Read Myself Back to Life
I had always had a voracious appetite for stacks of books, devouring them one by one. Not only was I a fast reader, I wasn’t a picky reader. I welcomed all genres. My eyes were bigger than my stomach as I’d carefully ring out my incredibly large portions of literature. The passion for new stories and characters to swirl around in my mind like noodles on a fork fueled me through otherwise dull, mandated curriculum. I couldn't wait for the moment I could escape into an imaginive smorgasbord and binge.
I never would have phathomed a time when I didn’t want to read, but it happened.
After my mother unexpectedly passed last year, I was left with a stack of her books that were simultaneously cigarette smoke infused and crinkled at the edges from the steam of her baths she would read them in. The titles leered at me from the corner where I stacked them, reminding me of the stories she’d never know the endings of.
I’d completely lost my appetite.
When I’d feel peckish, I would look for books in grief and loss. All the titles seemed so pithy and obvious. They all insinuated the suck of the moment but the need to push forward. I couldn’t even be bothered to read the synopsis of most of the titles. I then came across C.S Lewis’ A Grief Observed. This was more of where I was; an outsider of my own life that currently went from dawn to dusk, waning between being catatonic or complete riddled with anxiety.
He spoke of the loss of his wife in words that made complete sense. He said losing a loved one is like an amputation and I had felt the tentacles of my being being lopped off with every passing day. He said there is laziness in grief and it was enough to raise me from my unshowered permanence on the couch in agreement. He said his wife’s absence was like the sky and covered everything and I too felt blanketed yet, also under the crippling weight of being in my own body without her.
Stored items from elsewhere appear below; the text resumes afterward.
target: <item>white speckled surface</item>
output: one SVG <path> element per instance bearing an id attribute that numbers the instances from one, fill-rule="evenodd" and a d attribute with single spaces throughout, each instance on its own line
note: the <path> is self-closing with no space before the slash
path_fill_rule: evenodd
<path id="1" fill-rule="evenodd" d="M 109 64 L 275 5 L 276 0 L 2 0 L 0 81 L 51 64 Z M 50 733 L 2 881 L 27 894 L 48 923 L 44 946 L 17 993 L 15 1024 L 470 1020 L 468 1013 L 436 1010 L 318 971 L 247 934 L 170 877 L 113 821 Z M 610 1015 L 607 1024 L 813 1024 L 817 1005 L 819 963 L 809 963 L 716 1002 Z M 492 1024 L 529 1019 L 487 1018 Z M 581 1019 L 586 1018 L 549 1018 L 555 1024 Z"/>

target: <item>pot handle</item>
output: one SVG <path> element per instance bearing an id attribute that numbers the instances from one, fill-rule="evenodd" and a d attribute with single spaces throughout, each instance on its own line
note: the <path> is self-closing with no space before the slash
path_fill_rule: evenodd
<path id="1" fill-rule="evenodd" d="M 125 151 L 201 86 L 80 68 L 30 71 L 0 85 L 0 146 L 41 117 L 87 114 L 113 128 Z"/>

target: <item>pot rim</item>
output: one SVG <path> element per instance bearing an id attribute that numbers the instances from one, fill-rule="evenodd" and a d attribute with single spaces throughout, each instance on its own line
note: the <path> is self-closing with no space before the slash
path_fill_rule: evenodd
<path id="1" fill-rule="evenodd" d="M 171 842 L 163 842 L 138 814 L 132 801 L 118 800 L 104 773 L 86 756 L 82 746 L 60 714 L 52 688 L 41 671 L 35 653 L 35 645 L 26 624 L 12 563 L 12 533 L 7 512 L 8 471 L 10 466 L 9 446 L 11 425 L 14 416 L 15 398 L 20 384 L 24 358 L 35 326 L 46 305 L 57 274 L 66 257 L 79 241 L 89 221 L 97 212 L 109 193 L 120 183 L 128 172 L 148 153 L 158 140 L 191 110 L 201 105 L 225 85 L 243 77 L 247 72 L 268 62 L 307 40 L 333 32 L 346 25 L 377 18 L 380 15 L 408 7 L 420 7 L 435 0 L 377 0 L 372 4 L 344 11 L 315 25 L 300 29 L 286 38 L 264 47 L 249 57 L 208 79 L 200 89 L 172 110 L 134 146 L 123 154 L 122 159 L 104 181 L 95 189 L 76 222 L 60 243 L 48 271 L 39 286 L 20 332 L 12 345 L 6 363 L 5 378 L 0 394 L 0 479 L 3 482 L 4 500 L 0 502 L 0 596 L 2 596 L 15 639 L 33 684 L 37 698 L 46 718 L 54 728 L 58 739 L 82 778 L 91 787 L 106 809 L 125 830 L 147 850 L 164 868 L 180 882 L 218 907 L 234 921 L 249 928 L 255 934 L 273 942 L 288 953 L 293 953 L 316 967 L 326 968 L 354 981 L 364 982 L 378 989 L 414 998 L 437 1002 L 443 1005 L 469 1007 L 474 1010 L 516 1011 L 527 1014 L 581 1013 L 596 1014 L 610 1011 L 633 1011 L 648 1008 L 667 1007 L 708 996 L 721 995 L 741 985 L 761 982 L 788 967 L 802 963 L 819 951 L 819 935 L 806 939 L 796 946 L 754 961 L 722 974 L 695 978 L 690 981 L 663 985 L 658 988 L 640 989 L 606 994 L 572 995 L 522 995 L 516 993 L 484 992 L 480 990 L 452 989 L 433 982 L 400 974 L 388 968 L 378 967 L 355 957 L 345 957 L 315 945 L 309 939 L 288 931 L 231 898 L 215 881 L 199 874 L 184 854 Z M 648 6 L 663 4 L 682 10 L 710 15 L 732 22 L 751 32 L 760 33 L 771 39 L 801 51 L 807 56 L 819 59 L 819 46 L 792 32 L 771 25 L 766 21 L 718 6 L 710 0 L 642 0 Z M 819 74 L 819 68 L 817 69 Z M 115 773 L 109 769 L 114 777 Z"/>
Before I could even ask myself if I was hungry for this content I had already taken it down and was dabbing crumbs with my fingers. Complete muscle memory and the heart kicked the brain into action without me interjecting. His tragically beautiful words spawned me little by little back to life; one that I was unwilling to live without my mom before. He met me were I was and let me sit in the painfully uncomfortable.
He fed my starving soul.
I’ve taken that lesson with me everyday since I first read A Grief Observed. I remember to meet myself where I am. Take the inventory. Do something, or sometimes, nothing. I meet people where they are too and often we are in very different places, but there is always room at the table for a good helping for when everything else just doesn’t sound appealing.